Some of these films, together with a ‘day at the Vic’ kind of documentary made at the local Polytechnic, were shown one evening, to raise funds to archive them properly. As Cheeseman pointed out following the poly doc, the loudest response was a shot of the chocolate cake being served in the crowded café. Quite right too. That chocolate cake more than earned its place in theatre history.
But, despite fond memories of the crowded foyer and the seats that seemed to have been liberated from an old cinema as they passed their comfort-by day, the New Vic offers more space for audiences, and people working on productions. The building itself’s a tranquil, wooded setting – no theatre car-park is as pleasant to arrive in, and there’s an environmental area among the trees. And no other modern theatre has the new Vic’s quiet, spacious dignity
Theatre, environment and community
Current Artistic Director Theresa Heskins recently showed me round, starting from her own cubby-hole of an office (space goes for making theatre, not for being grand). The light, spacious workshop and costume spaces fit round the central auditorium – you really go round this theatre.
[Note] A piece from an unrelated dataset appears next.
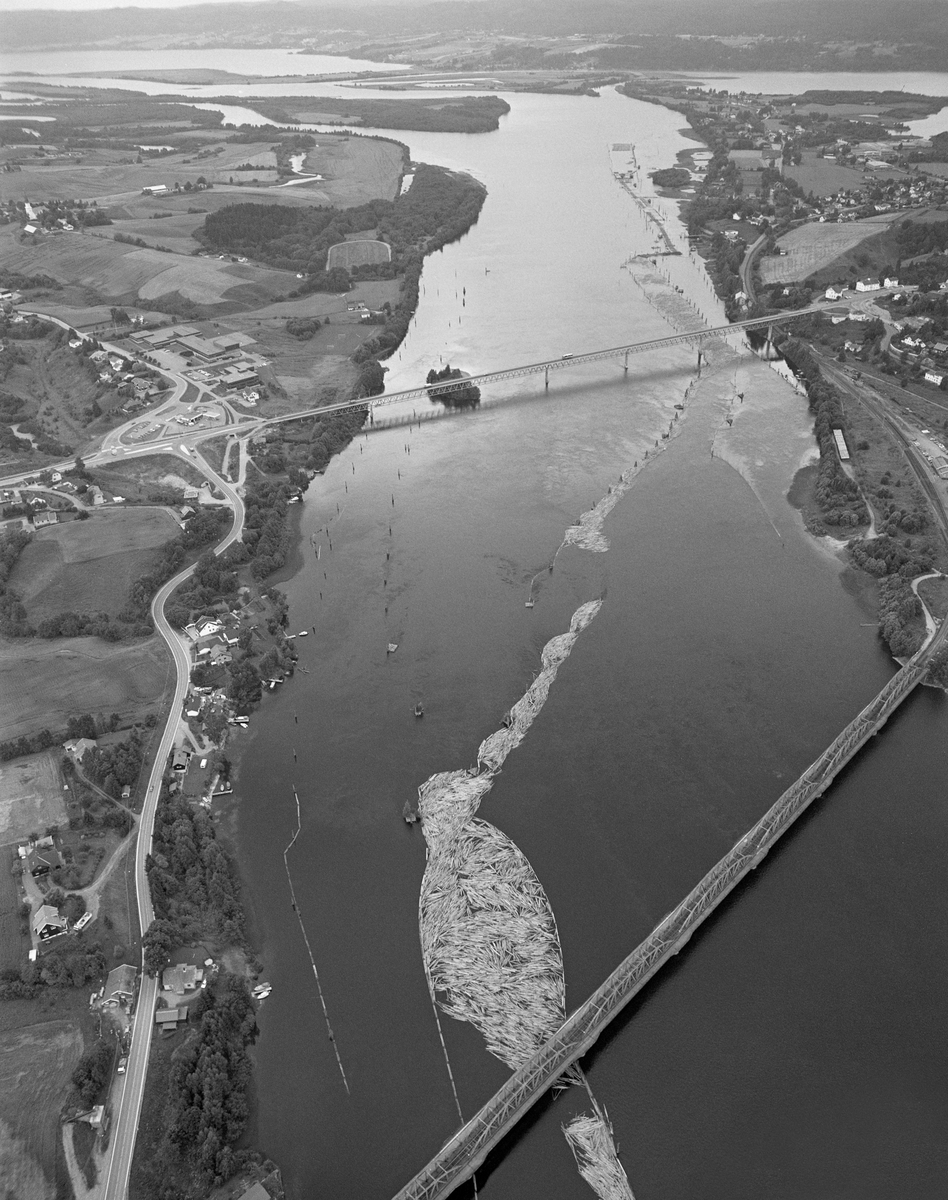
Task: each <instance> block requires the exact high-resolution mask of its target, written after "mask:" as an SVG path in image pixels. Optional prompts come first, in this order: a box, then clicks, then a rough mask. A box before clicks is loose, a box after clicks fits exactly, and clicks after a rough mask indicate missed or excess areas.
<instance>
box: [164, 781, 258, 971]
mask: <svg viewBox="0 0 948 1200" xmlns="http://www.w3.org/2000/svg"><path fill="white" fill-rule="evenodd" d="M145 869H146V872H148V881H149V890H150V893H151V902H152V905H154V907H155V920H154V922H152V923H151V925H150V926H149V928H148V930H146V931H145V936H144V938H143V946H144V950H145V968H146V970H148V971H149V972H150V973H151V974H157V972H158V971H161V968H162V967H163V966H164V965H166V962H167V961H168V954H169V953H170V950H172V949H174V947H176V946H184V944H188V943H191V942H200V941H205V940H206V941H210V942H214V943H215V944H217V946H222V947H223V946H234V944H238V946H241V944H242V943H244V911H242V908H241V907H240V902H239V899H238V893H239V882H238V878H236V874H235V871H234V868H233V865H232V863H230V859H229V858H228V857H227V854H226V853H224V851H223V848H222V847H221V844H220V842H218V841H217V835H216V833H215V829H214V822H212V821H211V817H210V814H209V812H205V811H204V809H202V808H196V806H194V805H193V804H192V803H191V802H190V800H187V799H186V798H185V797H182V796H180V794H170V793H169V792H168V791H167V790H166V792H164V794H163V796H162V798H161V799H160V800H158V805H157V811H156V814H155V835H154V840H152V844H151V853H150V854H149V856H148V860H146V868H145Z"/></svg>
It has its priorities dead right.
Both Heskins and her predecessor Gwenda Hughes, who had the task of taking over Cheeseman’s creation when he retired, have developed the New Vic’s artistic identity, including its education work and work in trhe community with the terrific Borderlines operation.
This works with disadvantaged, disenchanted young people, and if its skill, dedication and patience could be replicated around the country, a lot of young lives would be vastly improved and a noticeable part of the country’s social problems would diminish. I say this having seen it at work, and by goodness it works.
And it’s there because of the nature of the Vic from the start – from long before Borderlines was conceived or the education programme developed. It’s there because of the passion, energy and belief that Peter Cheeseman brought to his theatre. It’s there because of a view of theatre and society – and, following from that, of society itself, which is about communication, inclusion, co-operation.
And when such things, if they were thought of at all, were thought to be unthinkable, Cheeseman made them fundamental to theatre in the Pottteries. He wasn’t always easy to speak to, or, I understand, to work with. But who goes down in history for being the nice guy?
Final Words
My last sighting was in the restaurant at the Stephen Joseph Theatre in Scarborough. Peter Cheeseman was at a table near me to watch a lunchtime show. Alan Ayckbourn, Scarborough’s then Artistic Director, came down to speak with him. Cheeseman was evidently affected by the Parkinson’s Disease that physically infested the late years of his life though still mentally alert.
Ayckbourn’s still writing and directing. Cheeseman, standard-bearer for an idea, and ideal, of theatre, and someone who brought what he wanted into being, is gone. But he should never be forgotten by those who believe in theatre as an active element in its community, while believing also in the force of drama itself. Let the flags be lowered, but let three cheers be raised in memory.